Gil stared at him, and Jim sighed, smiling a little himself. "I ain't a cop for nothing, you know," he added in a gentler voice. "And I haven't seen you look so goddamn smug since 1996. So you met somebody, huh."

Gil raised his eyebrows, and then shrugged and nodded. "Yeah," he told him, picking up his coffee cup and taking a big swallow. "I met somebody."

"Been a long time. Gonna take another shot?"

"I think I'd be crazy not to," Gil said honestly.

Jim leaned back and draped one arm over his side of the booth. "I tell you, if it were me?" He sighed. "I'd have to think long and hard about stepping back into the ring. You can say this about being single: You may not feel much love from your own hand, but it doesn't pick a fight with you the next morning, either."

Gil laughed. "Maybe so."

Jim nodded slowly. "But this is different."

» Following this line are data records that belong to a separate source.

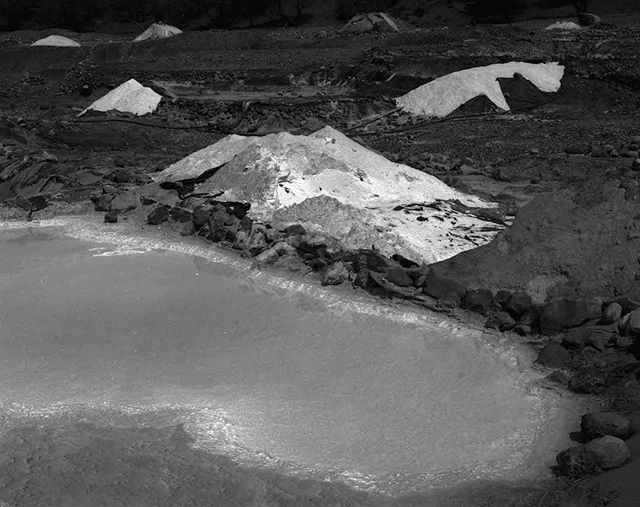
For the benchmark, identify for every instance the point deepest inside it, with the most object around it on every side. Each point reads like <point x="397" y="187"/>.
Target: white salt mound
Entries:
<point x="130" y="97"/>
<point x="444" y="95"/>
<point x="157" y="31"/>
<point x="333" y="185"/>
<point x="564" y="25"/>
<point x="57" y="41"/>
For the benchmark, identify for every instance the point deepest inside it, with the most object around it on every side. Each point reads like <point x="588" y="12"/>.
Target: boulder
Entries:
<point x="633" y="324"/>
<point x="603" y="453"/>
<point x="566" y="313"/>
<point x="518" y="303"/>
<point x="553" y="355"/>
<point x="610" y="452"/>
<point x="612" y="313"/>
<point x="266" y="258"/>
<point x="201" y="216"/>
<point x="336" y="274"/>
<point x="599" y="339"/>
<point x="599" y="424"/>
<point x="398" y="276"/>
<point x="158" y="215"/>
<point x="501" y="321"/>
<point x="256" y="243"/>
<point x="441" y="287"/>
<point x="578" y="149"/>
<point x="478" y="301"/>
<point x="125" y="201"/>
<point x="588" y="380"/>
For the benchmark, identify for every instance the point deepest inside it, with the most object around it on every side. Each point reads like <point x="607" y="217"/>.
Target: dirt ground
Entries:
<point x="257" y="82"/>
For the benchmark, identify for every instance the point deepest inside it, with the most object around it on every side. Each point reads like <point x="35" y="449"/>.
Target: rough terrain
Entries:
<point x="562" y="167"/>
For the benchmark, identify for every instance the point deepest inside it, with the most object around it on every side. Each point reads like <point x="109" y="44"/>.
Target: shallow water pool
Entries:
<point x="279" y="377"/>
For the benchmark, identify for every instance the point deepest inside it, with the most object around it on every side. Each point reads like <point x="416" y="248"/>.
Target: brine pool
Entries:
<point x="281" y="374"/>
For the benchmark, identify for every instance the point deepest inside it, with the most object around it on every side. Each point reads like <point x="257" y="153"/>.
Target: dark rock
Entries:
<point x="404" y="262"/>
<point x="201" y="216"/>
<point x="335" y="275"/>
<point x="181" y="215"/>
<point x="612" y="313"/>
<point x="441" y="287"/>
<point x="478" y="301"/>
<point x="501" y="298"/>
<point x="158" y="215"/>
<point x="588" y="380"/>
<point x="125" y="201"/>
<point x="553" y="355"/>
<point x="102" y="202"/>
<point x="257" y="242"/>
<point x="295" y="230"/>
<point x="559" y="377"/>
<point x="266" y="258"/>
<point x="501" y="321"/>
<point x="577" y="462"/>
<point x="611" y="452"/>
<point x="522" y="329"/>
<point x="599" y="339"/>
<point x="518" y="303"/>
<point x="633" y="324"/>
<point x="566" y="313"/>
<point x="371" y="260"/>
<point x="578" y="149"/>
<point x="398" y="276"/>
<point x="599" y="424"/>
<point x="586" y="19"/>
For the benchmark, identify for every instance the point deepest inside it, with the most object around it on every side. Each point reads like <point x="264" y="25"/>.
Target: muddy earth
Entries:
<point x="562" y="168"/>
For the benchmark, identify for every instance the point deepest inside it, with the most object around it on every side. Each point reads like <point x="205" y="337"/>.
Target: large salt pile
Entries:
<point x="158" y="31"/>
<point x="130" y="97"/>
<point x="57" y="41"/>
<point x="336" y="186"/>
<point x="444" y="95"/>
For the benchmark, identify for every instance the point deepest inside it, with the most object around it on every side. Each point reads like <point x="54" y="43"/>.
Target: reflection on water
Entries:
<point x="266" y="374"/>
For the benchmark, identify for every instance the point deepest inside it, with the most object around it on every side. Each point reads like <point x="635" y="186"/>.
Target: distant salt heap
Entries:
<point x="130" y="97"/>
<point x="57" y="41"/>
<point x="157" y="31"/>
<point x="444" y="95"/>
<point x="333" y="185"/>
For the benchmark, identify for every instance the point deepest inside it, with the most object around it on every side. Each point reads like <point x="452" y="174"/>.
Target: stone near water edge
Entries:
<point x="599" y="339"/>
<point x="588" y="380"/>
<point x="578" y="149"/>
<point x="201" y="216"/>
<point x="158" y="215"/>
<point x="577" y="462"/>
<point x="266" y="258"/>
<point x="599" y="424"/>
<point x="568" y="312"/>
<point x="633" y="323"/>
<point x="518" y="303"/>
<point x="553" y="355"/>
<point x="398" y="276"/>
<point x="336" y="274"/>
<point x="257" y="242"/>
<point x="441" y="287"/>
<point x="612" y="313"/>
<point x="125" y="201"/>
<point x="611" y="452"/>
<point x="501" y="321"/>
<point x="478" y="301"/>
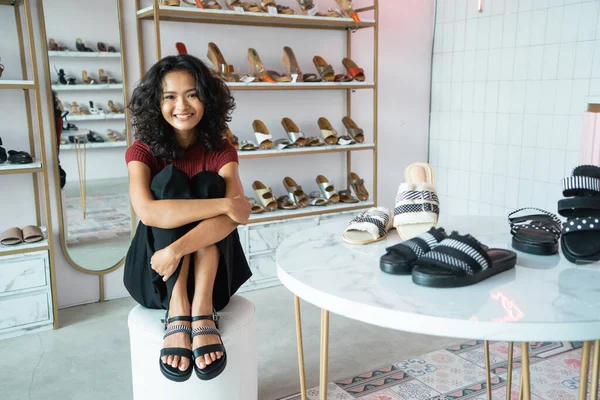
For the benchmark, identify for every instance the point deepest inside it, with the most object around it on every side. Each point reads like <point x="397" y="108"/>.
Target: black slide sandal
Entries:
<point x="461" y="261"/>
<point x="535" y="233"/>
<point x="580" y="242"/>
<point x="400" y="258"/>
<point x="584" y="182"/>
<point x="216" y="367"/>
<point x="175" y="374"/>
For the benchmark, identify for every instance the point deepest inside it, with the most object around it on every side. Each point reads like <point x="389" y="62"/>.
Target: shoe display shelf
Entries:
<point x="28" y="301"/>
<point x="261" y="236"/>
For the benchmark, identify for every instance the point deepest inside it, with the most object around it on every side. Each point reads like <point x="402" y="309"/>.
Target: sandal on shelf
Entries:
<point x="358" y="185"/>
<point x="263" y="137"/>
<point x="535" y="233"/>
<point x="284" y="203"/>
<point x="265" y="196"/>
<point x="316" y="199"/>
<point x="400" y="258"/>
<point x="346" y="196"/>
<point x="461" y="261"/>
<point x="32" y="234"/>
<point x="313" y="141"/>
<point x="329" y="134"/>
<point x="248" y="145"/>
<point x="353" y="130"/>
<point x="19" y="157"/>
<point x="325" y="70"/>
<point x="327" y="189"/>
<point x="222" y="69"/>
<point x="174" y="373"/>
<point x="295" y="192"/>
<point x="181" y="48"/>
<point x="293" y="132"/>
<point x="355" y="72"/>
<point x="417" y="206"/>
<point x="256" y="208"/>
<point x="11" y="237"/>
<point x="368" y="226"/>
<point x="215" y="368"/>
<point x="232" y="138"/>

Gil shot him a wary glance. "I don't know," he said carefully. "I'd like to think it will be, yes. Whether or not that turns out to be the case, remains to be seen."

The waitress came over before Jim could say anything to that, and they watched her pile the plates on the table. "You sure you're going to eat all that?" Gil asked.

"Yep," Jim returned blithely, tucking his napkin in his lap. "Best biscuits in Nevada, right here." He picked one up and gestured with it before taking a huge bite. "Mmm. Heaven," he added, spraying a few crumbs.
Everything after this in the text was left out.